Applications and implications of direct groundwater velocity measurement at the centimetre scale.

Three projects involving point velocity probes (PVPs) illustrate the advantages of direct groundwater velocity measurements. In the first, a glacial till and outwash aquifer was characterized using conventional methods and multilevel PVPs for designing a bioremediation program. The PVPs revealed a highly conductive zone that dominated the transport of injected substances. These findings were later confirmed with a natural gradient tracer test. In the second, PVPs were used to map a groundwater velocity field around a dipole recirculation well. The PVPs showed higher than expected velocities near the well, assuming homogeneity in the aquifer, leading to improved representations of the aquifer heterogeneity in a 3D flow model, and an improved match between the modelled and experimental tracer breakthrough curves.
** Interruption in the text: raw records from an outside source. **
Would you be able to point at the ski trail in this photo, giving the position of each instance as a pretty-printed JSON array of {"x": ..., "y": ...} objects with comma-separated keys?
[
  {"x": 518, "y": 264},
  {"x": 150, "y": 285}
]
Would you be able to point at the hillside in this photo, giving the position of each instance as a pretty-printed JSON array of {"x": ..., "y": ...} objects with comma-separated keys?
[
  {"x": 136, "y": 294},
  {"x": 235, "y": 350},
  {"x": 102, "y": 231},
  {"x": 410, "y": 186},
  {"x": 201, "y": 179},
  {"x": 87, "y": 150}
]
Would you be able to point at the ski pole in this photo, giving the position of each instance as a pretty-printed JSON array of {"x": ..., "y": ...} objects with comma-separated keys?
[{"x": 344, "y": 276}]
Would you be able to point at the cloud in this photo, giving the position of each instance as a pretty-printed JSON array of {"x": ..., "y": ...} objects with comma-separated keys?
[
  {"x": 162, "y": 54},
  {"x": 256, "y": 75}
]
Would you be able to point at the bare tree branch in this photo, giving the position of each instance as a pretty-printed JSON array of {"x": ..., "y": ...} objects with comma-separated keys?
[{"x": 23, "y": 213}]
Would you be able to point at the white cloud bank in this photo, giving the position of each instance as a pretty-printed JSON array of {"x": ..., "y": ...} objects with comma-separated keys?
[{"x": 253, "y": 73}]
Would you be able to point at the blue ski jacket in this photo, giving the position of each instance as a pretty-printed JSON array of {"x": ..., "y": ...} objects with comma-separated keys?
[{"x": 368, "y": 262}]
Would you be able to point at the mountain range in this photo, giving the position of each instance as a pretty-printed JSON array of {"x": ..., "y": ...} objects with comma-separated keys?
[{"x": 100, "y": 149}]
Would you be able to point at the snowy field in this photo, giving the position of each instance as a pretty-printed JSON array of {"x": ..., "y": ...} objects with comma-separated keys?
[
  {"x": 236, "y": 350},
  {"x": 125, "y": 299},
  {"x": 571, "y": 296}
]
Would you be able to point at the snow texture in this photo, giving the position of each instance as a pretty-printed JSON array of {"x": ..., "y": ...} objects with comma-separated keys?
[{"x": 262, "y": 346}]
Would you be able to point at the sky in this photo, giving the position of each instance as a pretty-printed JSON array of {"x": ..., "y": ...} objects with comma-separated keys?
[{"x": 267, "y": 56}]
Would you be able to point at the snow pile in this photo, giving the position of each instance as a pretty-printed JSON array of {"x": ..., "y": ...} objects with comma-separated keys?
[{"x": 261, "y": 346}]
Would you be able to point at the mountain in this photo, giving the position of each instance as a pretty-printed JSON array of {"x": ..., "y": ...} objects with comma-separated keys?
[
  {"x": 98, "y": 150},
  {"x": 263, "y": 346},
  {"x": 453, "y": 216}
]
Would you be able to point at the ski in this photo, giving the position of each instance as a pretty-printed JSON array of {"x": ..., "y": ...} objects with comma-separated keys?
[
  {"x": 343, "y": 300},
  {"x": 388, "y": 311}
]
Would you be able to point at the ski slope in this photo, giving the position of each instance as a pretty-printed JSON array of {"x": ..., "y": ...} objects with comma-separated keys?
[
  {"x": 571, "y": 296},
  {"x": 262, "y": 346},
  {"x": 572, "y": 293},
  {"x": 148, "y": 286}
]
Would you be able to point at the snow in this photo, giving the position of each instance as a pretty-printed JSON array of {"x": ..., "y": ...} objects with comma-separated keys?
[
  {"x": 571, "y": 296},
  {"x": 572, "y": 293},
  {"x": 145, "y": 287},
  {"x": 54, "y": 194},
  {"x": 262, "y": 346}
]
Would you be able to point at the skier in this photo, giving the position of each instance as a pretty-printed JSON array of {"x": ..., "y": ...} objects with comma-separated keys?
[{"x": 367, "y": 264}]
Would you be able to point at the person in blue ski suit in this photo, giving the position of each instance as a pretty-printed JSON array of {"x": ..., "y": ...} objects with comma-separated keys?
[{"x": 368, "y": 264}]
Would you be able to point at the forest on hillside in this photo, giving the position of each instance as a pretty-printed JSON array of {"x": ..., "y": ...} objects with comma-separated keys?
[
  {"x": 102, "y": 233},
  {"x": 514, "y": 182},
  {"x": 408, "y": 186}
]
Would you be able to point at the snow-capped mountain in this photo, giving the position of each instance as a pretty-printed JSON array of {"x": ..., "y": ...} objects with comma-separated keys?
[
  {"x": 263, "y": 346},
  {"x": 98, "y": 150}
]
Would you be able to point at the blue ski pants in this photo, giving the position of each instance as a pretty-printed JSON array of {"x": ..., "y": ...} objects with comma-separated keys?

In the third study, PVPs detected subtle changes in aquifer permeability downgradient of a biostimulation experiment. The changes were apparently reversible once the oxygen source was depleted, but in locations where the oxygen source lingered, velocities remained low. PVPs can be a useful addition to the hydrogeologist's toolbox, because they can be constructed inexpensively, they provide data in support of models, and they can provide information on flow in unprecedented detail.

Transient heterogeneity in an aquifer undergoing bioremediation of hydrocarbons.

Localized, transient heterogeneity was studied in a sand aquifer undergoing benzene, toluene, ethylbenzene, and xylene bioremediation using a novel array of multilevel, in situ point velocity probes (PVPs). The experiment was conducted within a sheet-pile alleyway to maintain a constant average flow direction through time. The PVPs measured changes in groundwater velocity direction and magnitude at the centimeter scale, making them ideal to monitor small-scale changes in hydraulic conductivity (K). Velocities were shown to vary nonuniformly by up to a factor of 3 when a source of oxygen was established down-gradient of the petroleum spill. In spite of these local variations, the average groundwater velocity within the 7 m × 20 m sheet-piled test area only varied within ± 25%. The nonuniform nature of the velocity variations across the gate indicated that the changes were not due solely to seasonal hydraulic gradient fluctuations. At the conclusion of the experiment, microbial biomass levels in the aquifer sediments was approximately 1 order of magnitude higher in the oxygen-amended portion of the aquifer than at the edge of the plume or in locations up-gradient of the source. These data suggest that the transient velocities resulted, at least in part, from enhanced biological activity that caused transient heterogeneities in the porous medium.